Pubblicazione:venerdì 16 settembre 2011

Foto Imagoeconomica Foto Imagoeconomica

«Nessuno ha mai pensato di dissolvere il dollaro, solo perché la California si avvicinava al rischio default. E allora perché la bancarotta della Grecia dovrebbe mettere fine all’euro?». Lo sottolinea l’economista Alberto Quadrio Curzio, in questo intervista che prosegue il nostro dibattito sul futuro della moneta unica europea.
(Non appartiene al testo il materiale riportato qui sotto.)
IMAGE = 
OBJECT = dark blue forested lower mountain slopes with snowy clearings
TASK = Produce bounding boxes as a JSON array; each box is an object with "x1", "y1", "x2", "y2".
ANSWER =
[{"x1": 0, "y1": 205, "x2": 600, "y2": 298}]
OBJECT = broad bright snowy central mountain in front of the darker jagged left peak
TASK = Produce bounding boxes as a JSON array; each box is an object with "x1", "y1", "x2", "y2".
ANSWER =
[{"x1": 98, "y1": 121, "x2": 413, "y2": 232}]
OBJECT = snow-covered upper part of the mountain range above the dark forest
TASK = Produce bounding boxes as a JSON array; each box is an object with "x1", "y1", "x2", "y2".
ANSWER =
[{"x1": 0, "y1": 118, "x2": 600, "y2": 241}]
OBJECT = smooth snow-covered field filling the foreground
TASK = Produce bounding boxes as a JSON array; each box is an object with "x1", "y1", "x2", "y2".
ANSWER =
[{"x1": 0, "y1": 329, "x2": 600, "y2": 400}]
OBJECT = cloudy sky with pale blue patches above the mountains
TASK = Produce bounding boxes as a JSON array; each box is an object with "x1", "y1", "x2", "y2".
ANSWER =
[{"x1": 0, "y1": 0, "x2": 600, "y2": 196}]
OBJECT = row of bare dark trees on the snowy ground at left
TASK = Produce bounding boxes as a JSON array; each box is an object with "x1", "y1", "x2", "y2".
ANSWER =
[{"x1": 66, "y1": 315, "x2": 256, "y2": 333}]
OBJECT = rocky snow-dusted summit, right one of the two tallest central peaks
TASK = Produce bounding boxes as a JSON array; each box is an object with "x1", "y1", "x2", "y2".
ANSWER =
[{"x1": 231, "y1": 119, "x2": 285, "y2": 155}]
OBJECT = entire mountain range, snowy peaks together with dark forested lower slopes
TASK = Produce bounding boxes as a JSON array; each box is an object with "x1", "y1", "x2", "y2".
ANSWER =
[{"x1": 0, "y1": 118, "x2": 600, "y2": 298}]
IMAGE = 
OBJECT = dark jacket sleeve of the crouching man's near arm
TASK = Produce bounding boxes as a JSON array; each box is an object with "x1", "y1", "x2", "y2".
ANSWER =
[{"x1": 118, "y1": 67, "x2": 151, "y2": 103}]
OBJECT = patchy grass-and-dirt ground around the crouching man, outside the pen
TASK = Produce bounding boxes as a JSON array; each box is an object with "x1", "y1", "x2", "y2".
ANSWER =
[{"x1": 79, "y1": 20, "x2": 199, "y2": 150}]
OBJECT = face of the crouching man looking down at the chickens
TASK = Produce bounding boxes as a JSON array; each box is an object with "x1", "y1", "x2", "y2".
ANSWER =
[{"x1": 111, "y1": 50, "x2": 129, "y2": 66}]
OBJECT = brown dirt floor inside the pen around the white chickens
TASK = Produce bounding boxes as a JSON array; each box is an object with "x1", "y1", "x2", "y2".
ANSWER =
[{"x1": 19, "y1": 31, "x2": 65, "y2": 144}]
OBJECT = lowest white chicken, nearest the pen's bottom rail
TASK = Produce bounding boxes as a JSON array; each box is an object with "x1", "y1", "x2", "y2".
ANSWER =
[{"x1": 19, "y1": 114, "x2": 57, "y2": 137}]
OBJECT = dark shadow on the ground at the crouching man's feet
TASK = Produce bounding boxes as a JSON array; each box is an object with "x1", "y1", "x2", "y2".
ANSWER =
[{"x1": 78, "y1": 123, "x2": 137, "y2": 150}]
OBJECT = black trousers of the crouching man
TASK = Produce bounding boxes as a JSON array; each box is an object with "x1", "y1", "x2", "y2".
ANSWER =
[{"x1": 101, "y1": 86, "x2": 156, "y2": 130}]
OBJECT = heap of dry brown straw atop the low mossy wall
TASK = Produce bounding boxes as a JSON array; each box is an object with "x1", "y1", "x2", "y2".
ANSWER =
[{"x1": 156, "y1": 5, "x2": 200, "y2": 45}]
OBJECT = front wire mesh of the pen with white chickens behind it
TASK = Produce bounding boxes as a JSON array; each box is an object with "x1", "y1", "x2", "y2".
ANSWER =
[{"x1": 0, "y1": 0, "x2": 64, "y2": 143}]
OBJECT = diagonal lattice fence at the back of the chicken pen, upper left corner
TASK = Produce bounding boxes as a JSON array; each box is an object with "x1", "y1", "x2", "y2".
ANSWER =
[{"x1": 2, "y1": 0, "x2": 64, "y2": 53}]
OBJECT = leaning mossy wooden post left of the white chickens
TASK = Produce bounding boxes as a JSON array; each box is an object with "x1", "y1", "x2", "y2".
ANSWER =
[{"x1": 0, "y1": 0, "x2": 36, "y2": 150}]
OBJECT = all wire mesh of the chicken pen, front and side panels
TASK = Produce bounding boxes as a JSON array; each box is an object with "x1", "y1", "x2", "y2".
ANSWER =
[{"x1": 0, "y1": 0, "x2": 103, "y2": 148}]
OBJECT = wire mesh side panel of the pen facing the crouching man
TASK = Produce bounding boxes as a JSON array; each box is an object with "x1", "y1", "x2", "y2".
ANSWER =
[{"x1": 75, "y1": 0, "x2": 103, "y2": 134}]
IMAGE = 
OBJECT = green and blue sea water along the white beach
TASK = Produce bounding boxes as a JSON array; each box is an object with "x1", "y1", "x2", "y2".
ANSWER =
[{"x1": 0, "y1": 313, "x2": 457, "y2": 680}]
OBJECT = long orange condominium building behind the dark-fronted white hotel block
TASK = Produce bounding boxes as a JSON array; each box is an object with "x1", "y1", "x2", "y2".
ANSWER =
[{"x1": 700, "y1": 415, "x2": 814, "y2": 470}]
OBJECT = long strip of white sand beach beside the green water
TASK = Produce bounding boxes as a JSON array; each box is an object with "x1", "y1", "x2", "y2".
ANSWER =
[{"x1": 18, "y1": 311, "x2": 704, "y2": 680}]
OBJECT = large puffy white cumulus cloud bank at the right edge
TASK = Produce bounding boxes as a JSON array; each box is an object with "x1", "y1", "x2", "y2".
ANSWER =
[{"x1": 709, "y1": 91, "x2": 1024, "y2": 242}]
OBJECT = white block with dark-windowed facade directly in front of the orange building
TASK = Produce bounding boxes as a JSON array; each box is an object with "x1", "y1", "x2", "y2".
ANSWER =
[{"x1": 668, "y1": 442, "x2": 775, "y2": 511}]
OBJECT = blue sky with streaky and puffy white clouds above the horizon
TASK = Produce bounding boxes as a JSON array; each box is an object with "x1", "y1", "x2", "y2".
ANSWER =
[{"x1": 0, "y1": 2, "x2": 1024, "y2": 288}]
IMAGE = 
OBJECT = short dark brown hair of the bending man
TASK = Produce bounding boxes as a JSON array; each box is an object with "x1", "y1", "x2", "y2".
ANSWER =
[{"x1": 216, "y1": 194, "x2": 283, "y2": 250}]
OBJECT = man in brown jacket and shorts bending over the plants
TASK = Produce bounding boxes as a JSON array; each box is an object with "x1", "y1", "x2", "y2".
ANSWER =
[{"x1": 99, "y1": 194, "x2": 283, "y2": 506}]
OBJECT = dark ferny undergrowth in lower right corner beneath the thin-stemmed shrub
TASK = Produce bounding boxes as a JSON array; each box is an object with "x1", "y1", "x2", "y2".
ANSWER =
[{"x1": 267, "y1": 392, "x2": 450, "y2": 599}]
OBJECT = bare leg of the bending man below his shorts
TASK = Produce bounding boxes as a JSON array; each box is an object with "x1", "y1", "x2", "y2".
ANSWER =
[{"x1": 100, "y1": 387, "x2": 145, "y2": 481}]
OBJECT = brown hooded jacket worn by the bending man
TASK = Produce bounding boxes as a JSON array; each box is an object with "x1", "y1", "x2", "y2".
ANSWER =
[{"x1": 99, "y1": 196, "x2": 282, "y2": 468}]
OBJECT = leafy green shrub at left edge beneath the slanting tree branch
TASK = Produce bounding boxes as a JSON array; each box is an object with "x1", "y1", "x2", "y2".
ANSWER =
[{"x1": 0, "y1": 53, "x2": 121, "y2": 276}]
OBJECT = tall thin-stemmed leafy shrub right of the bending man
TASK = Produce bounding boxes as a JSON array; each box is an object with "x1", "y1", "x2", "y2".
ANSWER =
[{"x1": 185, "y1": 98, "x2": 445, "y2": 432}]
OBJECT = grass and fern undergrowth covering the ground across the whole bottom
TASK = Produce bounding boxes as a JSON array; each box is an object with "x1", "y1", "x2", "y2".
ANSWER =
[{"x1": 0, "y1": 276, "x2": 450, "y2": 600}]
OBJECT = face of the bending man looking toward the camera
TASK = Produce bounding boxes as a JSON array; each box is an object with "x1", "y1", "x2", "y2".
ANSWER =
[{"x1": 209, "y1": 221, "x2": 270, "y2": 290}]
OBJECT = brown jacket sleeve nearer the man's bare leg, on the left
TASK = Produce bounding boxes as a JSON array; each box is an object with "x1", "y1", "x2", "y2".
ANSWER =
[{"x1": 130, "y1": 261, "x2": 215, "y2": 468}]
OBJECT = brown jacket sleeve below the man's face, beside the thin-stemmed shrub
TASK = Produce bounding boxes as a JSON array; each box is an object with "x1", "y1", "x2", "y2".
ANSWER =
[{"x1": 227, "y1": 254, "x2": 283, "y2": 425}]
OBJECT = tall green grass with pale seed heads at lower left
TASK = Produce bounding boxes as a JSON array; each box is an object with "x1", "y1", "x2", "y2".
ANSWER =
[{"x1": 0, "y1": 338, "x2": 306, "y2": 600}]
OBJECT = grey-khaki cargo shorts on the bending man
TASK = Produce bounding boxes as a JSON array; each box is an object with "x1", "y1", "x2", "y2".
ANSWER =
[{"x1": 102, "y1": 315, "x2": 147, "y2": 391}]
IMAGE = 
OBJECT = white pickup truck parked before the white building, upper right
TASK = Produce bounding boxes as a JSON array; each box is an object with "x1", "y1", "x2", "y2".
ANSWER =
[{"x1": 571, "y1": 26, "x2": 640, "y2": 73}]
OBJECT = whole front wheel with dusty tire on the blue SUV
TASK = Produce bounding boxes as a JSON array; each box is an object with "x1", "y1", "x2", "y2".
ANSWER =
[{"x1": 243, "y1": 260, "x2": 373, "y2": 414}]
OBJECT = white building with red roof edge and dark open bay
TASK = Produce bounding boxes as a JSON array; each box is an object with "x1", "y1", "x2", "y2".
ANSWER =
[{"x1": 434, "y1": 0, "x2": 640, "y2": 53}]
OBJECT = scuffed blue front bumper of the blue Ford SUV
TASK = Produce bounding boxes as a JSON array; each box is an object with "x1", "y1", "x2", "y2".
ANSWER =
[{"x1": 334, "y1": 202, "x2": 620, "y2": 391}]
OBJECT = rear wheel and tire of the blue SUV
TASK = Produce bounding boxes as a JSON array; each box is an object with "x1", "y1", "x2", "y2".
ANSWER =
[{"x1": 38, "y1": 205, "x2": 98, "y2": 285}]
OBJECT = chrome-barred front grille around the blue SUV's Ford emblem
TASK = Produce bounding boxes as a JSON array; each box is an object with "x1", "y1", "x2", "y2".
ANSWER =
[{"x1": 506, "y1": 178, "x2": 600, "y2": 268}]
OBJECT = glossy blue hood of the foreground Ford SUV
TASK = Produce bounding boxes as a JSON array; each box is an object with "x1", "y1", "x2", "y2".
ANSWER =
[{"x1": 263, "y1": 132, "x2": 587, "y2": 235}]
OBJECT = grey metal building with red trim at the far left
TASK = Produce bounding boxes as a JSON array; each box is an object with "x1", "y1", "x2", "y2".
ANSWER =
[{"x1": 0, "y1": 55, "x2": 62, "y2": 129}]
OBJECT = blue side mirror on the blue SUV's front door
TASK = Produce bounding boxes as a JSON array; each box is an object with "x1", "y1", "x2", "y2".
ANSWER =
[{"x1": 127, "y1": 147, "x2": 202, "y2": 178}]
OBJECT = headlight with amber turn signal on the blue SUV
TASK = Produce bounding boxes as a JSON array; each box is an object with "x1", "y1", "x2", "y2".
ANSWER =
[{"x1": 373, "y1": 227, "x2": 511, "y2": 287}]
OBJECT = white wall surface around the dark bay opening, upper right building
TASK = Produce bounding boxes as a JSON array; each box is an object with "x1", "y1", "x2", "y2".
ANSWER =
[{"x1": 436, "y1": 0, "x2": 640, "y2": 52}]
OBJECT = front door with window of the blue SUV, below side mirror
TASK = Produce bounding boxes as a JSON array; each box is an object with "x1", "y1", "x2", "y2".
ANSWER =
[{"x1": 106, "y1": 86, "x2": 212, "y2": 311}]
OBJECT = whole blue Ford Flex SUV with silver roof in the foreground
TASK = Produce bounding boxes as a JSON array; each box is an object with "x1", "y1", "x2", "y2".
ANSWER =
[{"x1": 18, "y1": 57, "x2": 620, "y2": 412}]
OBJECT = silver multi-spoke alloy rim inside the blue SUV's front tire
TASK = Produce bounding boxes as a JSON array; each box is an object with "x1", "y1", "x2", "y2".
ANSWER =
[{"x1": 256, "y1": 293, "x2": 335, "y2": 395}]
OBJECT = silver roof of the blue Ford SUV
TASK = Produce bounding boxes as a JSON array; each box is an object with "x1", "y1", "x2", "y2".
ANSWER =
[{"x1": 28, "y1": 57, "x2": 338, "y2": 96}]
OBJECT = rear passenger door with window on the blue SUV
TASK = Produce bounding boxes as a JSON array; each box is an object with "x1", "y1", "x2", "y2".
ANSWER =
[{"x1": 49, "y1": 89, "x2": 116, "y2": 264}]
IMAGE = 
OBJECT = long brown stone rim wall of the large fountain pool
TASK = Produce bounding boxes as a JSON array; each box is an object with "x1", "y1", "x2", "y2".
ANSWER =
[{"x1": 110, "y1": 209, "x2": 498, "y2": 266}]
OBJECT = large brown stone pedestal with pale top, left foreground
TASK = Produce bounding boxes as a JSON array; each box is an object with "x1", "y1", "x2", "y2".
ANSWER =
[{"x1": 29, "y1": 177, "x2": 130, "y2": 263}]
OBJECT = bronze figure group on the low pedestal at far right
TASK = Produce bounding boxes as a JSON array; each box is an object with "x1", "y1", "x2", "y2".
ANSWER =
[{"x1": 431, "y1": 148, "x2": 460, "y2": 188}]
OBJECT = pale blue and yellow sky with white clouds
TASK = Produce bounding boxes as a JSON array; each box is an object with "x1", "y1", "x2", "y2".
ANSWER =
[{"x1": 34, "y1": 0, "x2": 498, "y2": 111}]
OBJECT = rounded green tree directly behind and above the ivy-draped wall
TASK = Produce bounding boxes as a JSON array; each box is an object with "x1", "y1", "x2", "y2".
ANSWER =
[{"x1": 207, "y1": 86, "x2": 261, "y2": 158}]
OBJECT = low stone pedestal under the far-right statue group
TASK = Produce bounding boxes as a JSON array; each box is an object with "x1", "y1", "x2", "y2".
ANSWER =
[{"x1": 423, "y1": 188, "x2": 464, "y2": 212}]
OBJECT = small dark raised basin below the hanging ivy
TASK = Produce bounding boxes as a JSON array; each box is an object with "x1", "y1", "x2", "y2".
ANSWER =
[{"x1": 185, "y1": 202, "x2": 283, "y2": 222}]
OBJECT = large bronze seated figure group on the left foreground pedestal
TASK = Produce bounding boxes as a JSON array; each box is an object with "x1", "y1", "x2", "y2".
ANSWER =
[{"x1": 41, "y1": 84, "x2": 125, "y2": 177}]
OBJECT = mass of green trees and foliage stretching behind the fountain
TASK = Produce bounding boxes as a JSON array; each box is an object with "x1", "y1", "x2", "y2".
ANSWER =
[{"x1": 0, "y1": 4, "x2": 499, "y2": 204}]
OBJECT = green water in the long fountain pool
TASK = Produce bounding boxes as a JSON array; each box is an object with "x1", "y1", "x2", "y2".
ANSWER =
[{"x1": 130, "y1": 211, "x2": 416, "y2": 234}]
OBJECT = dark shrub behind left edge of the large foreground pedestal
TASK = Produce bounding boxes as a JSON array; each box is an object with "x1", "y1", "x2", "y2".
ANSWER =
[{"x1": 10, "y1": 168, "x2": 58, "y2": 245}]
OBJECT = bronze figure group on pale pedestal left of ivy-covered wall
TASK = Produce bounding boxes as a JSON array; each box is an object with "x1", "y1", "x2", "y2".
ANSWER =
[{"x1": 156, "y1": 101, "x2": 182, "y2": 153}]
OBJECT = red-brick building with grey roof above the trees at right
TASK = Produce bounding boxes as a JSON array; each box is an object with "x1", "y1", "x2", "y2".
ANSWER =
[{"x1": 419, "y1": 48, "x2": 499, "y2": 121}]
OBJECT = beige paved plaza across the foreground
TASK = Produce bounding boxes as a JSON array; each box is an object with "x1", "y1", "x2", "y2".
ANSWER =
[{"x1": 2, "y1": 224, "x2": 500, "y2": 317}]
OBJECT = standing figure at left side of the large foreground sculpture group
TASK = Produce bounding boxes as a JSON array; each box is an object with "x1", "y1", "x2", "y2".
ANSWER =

Per il professore, «la California pesa però sugli Usa molto di più che non la Grecia sull’Ue, e gli Stati Uniti sono più indebitati e hanno una bilancia commerciale più in passivo dell’Europa». Il salvataggio dell’euro non è comunque scontato, e proprio per questo bisogna puntare su due misure: gli Eurounionbond e un presidente del Consiglio dell’area euro distinto dal presidente dell’Unione Europea.

 

Professor Quadrio Curzio, l’euro sta crollando o resisterà alle attuali turbolenze?

 

L’euro nel cambio con il dollaro è circa a quota 1,38, vicino al cambio medio di circa 1,20 da quando è nata la moneta europea. Questa differenza pertanto non consente l’affermazione che l’euro dal punto di vista dei cambi stia crollando. Le attuali difficoltà della moneta unica europea derivano però da tre fattori, dai quali può derivare o meno una crisi dell’euro. Il primo è il fatto che i debiti sovrani europei, rispetto al reddito totale di Eurolandia, sono minori rispetto a quelli degli Stati Uniti. Eurolandia naviga intorno all’85% di debito su Pil, gli Usa sono già sopra al 100%. Eppure, qualora la California dovesse andare in bancarotta, questo non sarebbe sufficiente a fare crollare il dollaro. Non si capisce quindi perché l’euro dovrebbe andare in pezzi per una bancarotta della Grecia, dal momento che la California pesa sugli Usa più della Grecia sull’Ue.

 

E quindi perché i mercati hanno preso di mira l’euro, e non invece il dollaro?

 

E qui veniamo al secondo fattore che può decidere o meno la fine dell’euro. Questa iper-sensibilità dei mercati nei confronti dei titoli sovrani europei ha una componente di natura parapolitica e speculativa che non trova conferma nei fondamentali di Eurolandia. Se confrontiamo i dati sui debiti privati, il risparmio privato, l’inflazione, la protezione delle fasce più deboli garantita dal sistema di welfare, il complesso degli Stati dell’area euro ha sempre una situazione migliore degli Stati Uniti. Inoltre, Eurolandia ha una bilancia commerciale sostanzialmente in pareggio, mentre quella degli Usa è profondamente deficitaria. Quindi non capisco quali siano i fondamentali economici per attaccare i titoli sovrani di Eurolandia, e non quelli degli Usa.

 

Forse perché il dollaro è la base per tutti gli scambi a livello mondiale?